Ed in errore erano coloro che li
avevano impietosamente e prematuramente destinati, dopo il successo di “Thick
as a brick”, ad un’”aurea mediocritas”: fu “Minstrel in the Gallery” a sfatare
questa convinzione. Più complesso e meno fruibile dei precedenti nell’audace
combinazione di rock ( hard o prog ma indiscutibilmente rock), musica
sinfonica, folk e acustica, dal punto di vista delle liriche l’album è forse il
più introspettivo (quando non diventa autobiografico) dell’intera produzione
del gruppo, o sarebbe più corretto dire di Anderson stesso, menestrello
accentratore che ne divenne l’indiscusso sovrano dall’uscita di “Aqualung” in
poi.
Registrato quasi interamente nella
“Maison Rouge Mobile”, bizzarro mezzo di trasporto attrezzato a studio di
registrazione ambulante con tanto di violinisti e violoncellisti al seguito,
nel corso di un lungo viaggio dall’Inghilterra a Monaco, l’Lp si apre col brano
eponimo, ottimo ensemble di chitarra acustica, flauto ed archi in un’amalgama
(di tanto in tanto un po’ eccessivo e ridondante) di arrangiamenti hard e prog.
Ma sono in brani atti a formare quasi un unico capitolo come “Cold wind to
Valhalla”, escursione nella mitologia nordica e “Black satin dancer”, sommessa
e velata descrizione di un amplesso, che il talento compositivo di Anderson si
esplica al meglio nell’abilità di coniugare elementi acustico-orchestrali con
strutture folk prog, in un’equilibrata e camaleontica diversificazione
melodica.
”Requiem”, struggente ballata
acustico-classicheggiante, tenero e amaro flash-back della fine di un amore che
protrae la finezza delle scelte stilistiche e la delicatezza delle liriche
nell’ulteriore ballad “One White Duck/Nothing at all”, composizioni dal sapore
folk-cantautoriale, pause intimiste e meditative che si faranno da parte per
lasciare che la suite quadripartita “Baker Street Muse” ( Pig me and the
whore,Nice Little Tune,Crash-Barrier Walzer, Mother England Reverie) dipinga
senza troppo candore né indulgenza, squallidi e grotteschi tabloid di vita
metropolitana.
Ma protagonista è comunque la
maestria del colorito tocco di Ian Anderson disilluso ed ironico ritrattista
che capta in variegate sovrapposizioni armonico-stilistiche, miserie e
mediocrità umane, disinvoltura e talento capaci di emergere anche in brevi
attimi di poesia in note, come gli squisiti 50 secondi di “Grace”, garbato
epilogo del lavoro di una band che non ha mai ripetuto sé stessa, istrionica a
dispetto dei sentimenti e delle reazioni contrapposte che l’hanno sempre
accompagnata, magari più affievolita in taluni paragrafi della sua carriera ma
tuttavia personalissima e sui generis nel panorama musicale moderno.
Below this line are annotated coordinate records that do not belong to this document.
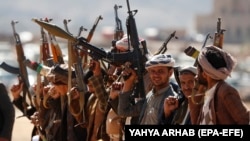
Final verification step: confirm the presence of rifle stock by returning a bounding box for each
[213,18,226,49]
[114,4,124,41]
[126,0,145,98]
[11,21,35,116]
[154,31,178,55]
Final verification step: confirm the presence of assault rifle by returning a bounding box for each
[184,33,212,66]
[80,15,103,68]
[33,1,148,97]
[213,18,226,49]
[0,62,20,75]
[126,0,147,98]
[45,18,64,64]
[64,19,87,126]
[154,31,178,55]
[114,5,124,41]
[11,21,35,116]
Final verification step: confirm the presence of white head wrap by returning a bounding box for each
[145,54,175,69]
[198,46,236,80]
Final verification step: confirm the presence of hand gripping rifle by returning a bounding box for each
[11,21,35,116]
[213,18,226,49]
[154,31,178,55]
[0,62,20,75]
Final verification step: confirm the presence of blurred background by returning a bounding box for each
[0,0,250,140]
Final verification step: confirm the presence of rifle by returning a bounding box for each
[213,18,226,49]
[0,62,20,75]
[154,31,178,55]
[11,21,35,116]
[114,4,124,41]
[33,14,148,97]
[87,15,103,42]
[80,15,103,68]
[63,19,78,65]
[64,19,87,126]
[184,33,212,66]
[42,18,64,64]
[126,0,145,98]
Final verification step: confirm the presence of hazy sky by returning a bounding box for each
[0,0,213,34]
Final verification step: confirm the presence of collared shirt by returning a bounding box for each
[200,83,218,125]
[140,86,170,125]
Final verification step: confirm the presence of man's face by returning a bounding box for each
[197,65,207,86]
[179,72,195,97]
[148,66,173,88]
[48,84,67,99]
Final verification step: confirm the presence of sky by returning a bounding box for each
[0,0,213,37]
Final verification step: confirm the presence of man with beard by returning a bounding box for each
[118,54,178,125]
[189,46,250,125]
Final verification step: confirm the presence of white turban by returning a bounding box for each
[198,46,236,80]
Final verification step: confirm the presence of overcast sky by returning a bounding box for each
[0,0,213,34]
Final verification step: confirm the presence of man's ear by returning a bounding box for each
[168,68,174,77]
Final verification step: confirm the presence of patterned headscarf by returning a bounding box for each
[198,46,236,80]
[145,54,175,69]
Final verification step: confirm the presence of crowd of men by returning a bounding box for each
[0,4,250,141]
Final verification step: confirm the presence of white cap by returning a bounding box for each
[179,66,197,75]
[145,54,175,69]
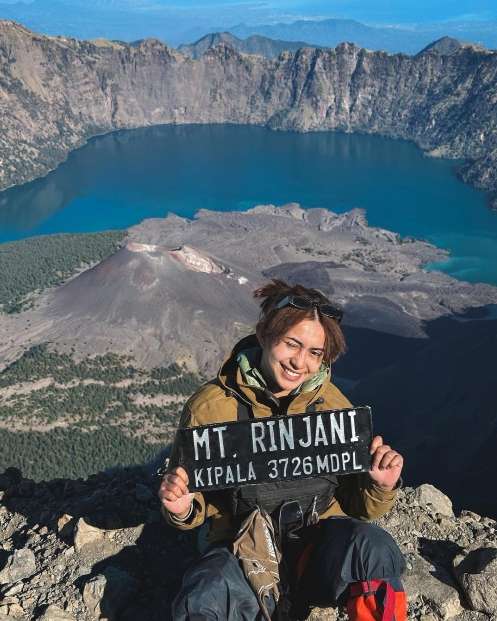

L’esibizione live a Montecarlo sancì
la versione definitiva di “Minstrel in the Gallery” nonché la dipartita del
bassista Jeffrey Hammond-Hammond riacceso dalla fiamma per la sua antica
passione e attività: la pittura. E a lui Anderson ha voluto dedicare l’edizione
rimasterizzata dell’album che nel 2002 ha vissuto una seconda rinascita negli
storici Abbey Road Studios e arricchito di ottime bonus-tracks (“Summerday
Sands”, “March the Mad scientist, Pan dance e due registrazioni live di
“Minstrel in the Gallery”e “Cold Wind to Valhalla”).